According to a joint statement from the companies, the Concentrating Solar Power Alliance (CSPA) will strive to educate decision-makers about the unique benefits of CSP technology and of thermal energy storage as a foundational resource for a reliable, low-carbon electricity mix and a driver of economic growth.
Tex Wilkins, a veteran of US Department of Energy Solar Program, has been tapped to lead the new effort.
“Concentrating solar power technology is the only renewable resource that is capable of harnessing the world’s most abundant fuel source – the sun – to produce reliable, cost-effective, and dispatchable electricity,” said Wilkins, who will serve as the alliance's executive director. “We believe CSP, with the ability to dispatch electricity when it is needed, is critical in meeting the energy challenges facing the United States and the world.”
The Alliance’s mission is to promote the increased acceptance, adoption and implementation of concentrating solar power plants in the United States. The Alliance will also promote policies to encourage and advance CSP technology deployment.
The first commercial CSP plants in the US were built in California in the mid-1980’s and are operating today with a higher output than when they were new, the alliance said.
There are currently over 500 MW of CSP plants operating in the US and more than 1,300 MW of CSP plants under construction nationally, with many gigawatts more under development.
Felicia Bellows, Senior Vice President of Development at Torresol Energy in the US, said, “With this new alliance we expect to promote solar thermal energy as a sustainable source of power and therefore contribute to the protection of the environment for the future generations.”
“From Torresol Energy, we keep working in order to reduce the costs of this clean energy, in order to make it an economically competitive option to traditional sources,” Bellows continued. “We are working in new innovations, such as a single-tank storage system or a new generation of high power central tower plants with molten salt receiver technology. We are definitely following the path established last year with the commercial operation of the innovative plant Gemasolar, the first commercial plant in the world with a central tower molten salt receiver.”

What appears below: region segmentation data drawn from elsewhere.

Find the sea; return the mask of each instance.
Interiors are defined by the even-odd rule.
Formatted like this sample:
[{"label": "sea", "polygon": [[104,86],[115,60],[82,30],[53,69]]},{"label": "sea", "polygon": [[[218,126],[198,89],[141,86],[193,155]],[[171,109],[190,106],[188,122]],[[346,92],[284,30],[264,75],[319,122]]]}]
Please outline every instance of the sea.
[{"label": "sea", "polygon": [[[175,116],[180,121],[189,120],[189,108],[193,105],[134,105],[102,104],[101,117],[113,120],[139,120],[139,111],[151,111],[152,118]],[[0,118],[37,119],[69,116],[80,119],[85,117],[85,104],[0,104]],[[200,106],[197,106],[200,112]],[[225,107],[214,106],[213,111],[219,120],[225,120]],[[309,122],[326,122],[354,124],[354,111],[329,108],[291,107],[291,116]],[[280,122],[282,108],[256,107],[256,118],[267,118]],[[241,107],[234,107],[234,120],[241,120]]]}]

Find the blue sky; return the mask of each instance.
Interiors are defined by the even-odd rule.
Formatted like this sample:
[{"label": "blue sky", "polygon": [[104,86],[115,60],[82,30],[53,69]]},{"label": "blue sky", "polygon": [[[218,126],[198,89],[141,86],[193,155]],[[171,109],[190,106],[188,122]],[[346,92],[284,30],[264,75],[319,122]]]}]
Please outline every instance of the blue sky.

A study commissioned by the US National Renewable Energy Lab for the Department of Energy found that a single, 100 MW CSP plant creates more than $600 million in impact to gross state output, ten times that of a combined cycle fossil plant due to the local content and job creation.
Worldwide, more than 1 GW of CSP is in operation.
The International Energy Agency estimates that CSP projects now in development or under construction in more than a dozen countries (including China, India, Morocco, Spain and the United States) total 15 GW.